Fascinada, se sumerge en la terapia de él, el doloroso estiramiento y flexión de sus órganos y miembros remendados, sus poderes restaurados y aumentados. De sus ojos, capaces de una visión microscópica y telescópica, de sensibilidad a los ultravioletas e infrarrojos. De su sentido del olfato, capaz de aportar a la conciencia el análisis químico instantáneo. De su sensibilidad al radio y a la radiación de partículas. De su capacidad de escuchar…
Él era ella. Pero mejor. Nuevo y mejorado. Mejores sensores. Mejores procesadores. Sintió una oleada de rabia, de celos.
Salto. Nueva ficha.
Simulación de vuelo, en las giratorias nubes del gigante de gas, un planeta que sólo podía ser Júpiter. Datos visuales y otros, sacados de las sondas. Vientos supersónicos. Mezcla de hidrocarburos. Cambios de temperatura, cambios de presión; todo visto desde el interior de la cabeza de Falcon. Y ella está allí, nadando en ello con él.
Un rayo caliente de radio, y luego un sonido, una canción, un coro que va directo a su pecho, estalla en él con una alegría desbordante y una urgencia sorprendente y necesaria. Porque la Canción es el Conocimiento, y el Conocimiento es que, al final, todo irá bien… A pesar del sacrificio y gracias a él. Todo el Sacrificio necesario y gozoso de ser contemplado. Una voz como la del Dios del Cielo suena alrededor: «Recuerda el Premio».

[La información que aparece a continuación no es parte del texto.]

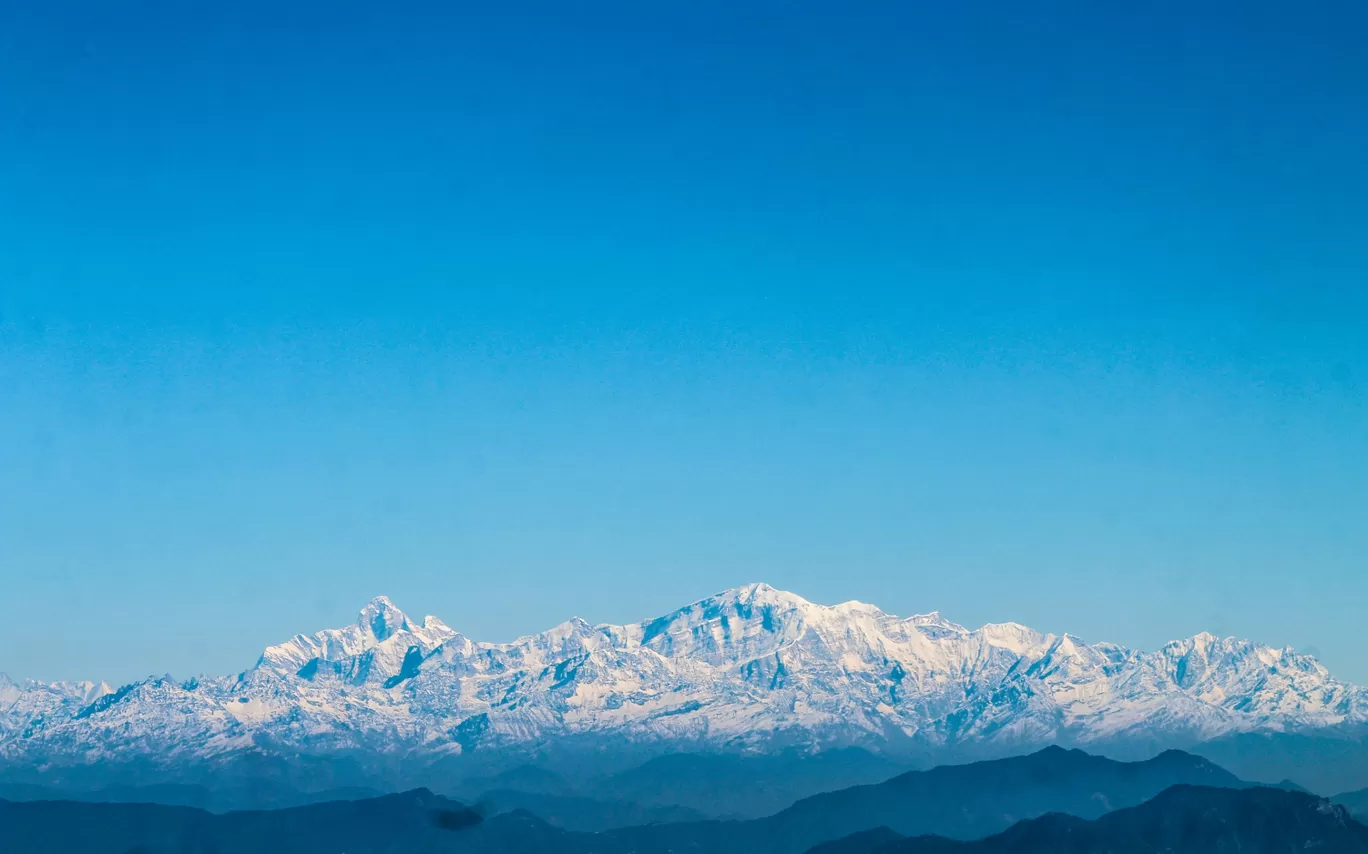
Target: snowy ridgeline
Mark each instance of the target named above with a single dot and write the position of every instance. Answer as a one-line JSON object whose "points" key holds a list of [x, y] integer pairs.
{"points": [[746, 668]]}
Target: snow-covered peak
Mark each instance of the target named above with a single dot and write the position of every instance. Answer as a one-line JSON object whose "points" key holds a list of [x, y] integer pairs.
{"points": [[746, 667], [382, 619]]}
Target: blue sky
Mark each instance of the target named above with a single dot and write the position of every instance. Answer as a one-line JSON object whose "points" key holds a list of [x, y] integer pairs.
{"points": [[1044, 312]]}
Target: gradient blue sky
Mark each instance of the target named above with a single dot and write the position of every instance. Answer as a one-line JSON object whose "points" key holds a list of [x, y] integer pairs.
{"points": [[1052, 312]]}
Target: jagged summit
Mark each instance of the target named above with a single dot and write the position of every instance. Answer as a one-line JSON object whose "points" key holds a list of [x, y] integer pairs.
{"points": [[382, 617], [753, 668]]}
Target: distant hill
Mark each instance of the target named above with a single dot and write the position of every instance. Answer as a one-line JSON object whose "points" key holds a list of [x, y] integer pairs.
{"points": [[987, 797], [744, 787], [1181, 820], [954, 801], [580, 813], [1356, 802], [416, 819]]}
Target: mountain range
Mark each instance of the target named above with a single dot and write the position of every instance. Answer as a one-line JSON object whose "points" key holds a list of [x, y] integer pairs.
{"points": [[747, 671], [1054, 801]]}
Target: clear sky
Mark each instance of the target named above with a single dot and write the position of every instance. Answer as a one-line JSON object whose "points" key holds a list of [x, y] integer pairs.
{"points": [[1052, 312]]}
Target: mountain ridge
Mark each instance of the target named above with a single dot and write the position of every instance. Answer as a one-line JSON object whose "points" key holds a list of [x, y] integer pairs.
{"points": [[751, 668]]}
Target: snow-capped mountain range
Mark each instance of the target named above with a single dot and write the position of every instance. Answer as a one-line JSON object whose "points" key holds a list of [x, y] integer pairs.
{"points": [[746, 669]]}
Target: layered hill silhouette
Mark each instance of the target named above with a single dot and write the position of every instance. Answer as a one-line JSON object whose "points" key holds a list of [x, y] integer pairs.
{"points": [[1033, 799], [1181, 820]]}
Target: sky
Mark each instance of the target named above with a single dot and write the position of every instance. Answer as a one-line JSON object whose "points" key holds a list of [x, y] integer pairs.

Ella cede al lujo y éxtasis de la simulación. Falcon lo adora. Falcon lo busca como ella, la entrega, la rendición final… «Recuerda el Premio».
Luego ella comprende. Su rabia y sus celos aumentan a medida que se identifica con Falcon, el que ha ocupado su lugar, el que está mejor hecho que ella. Rompe el enlace y saca el chip de la terminal; retira sus púas de los accesos y corta el contacto. Le consume una rabia que podría matarla.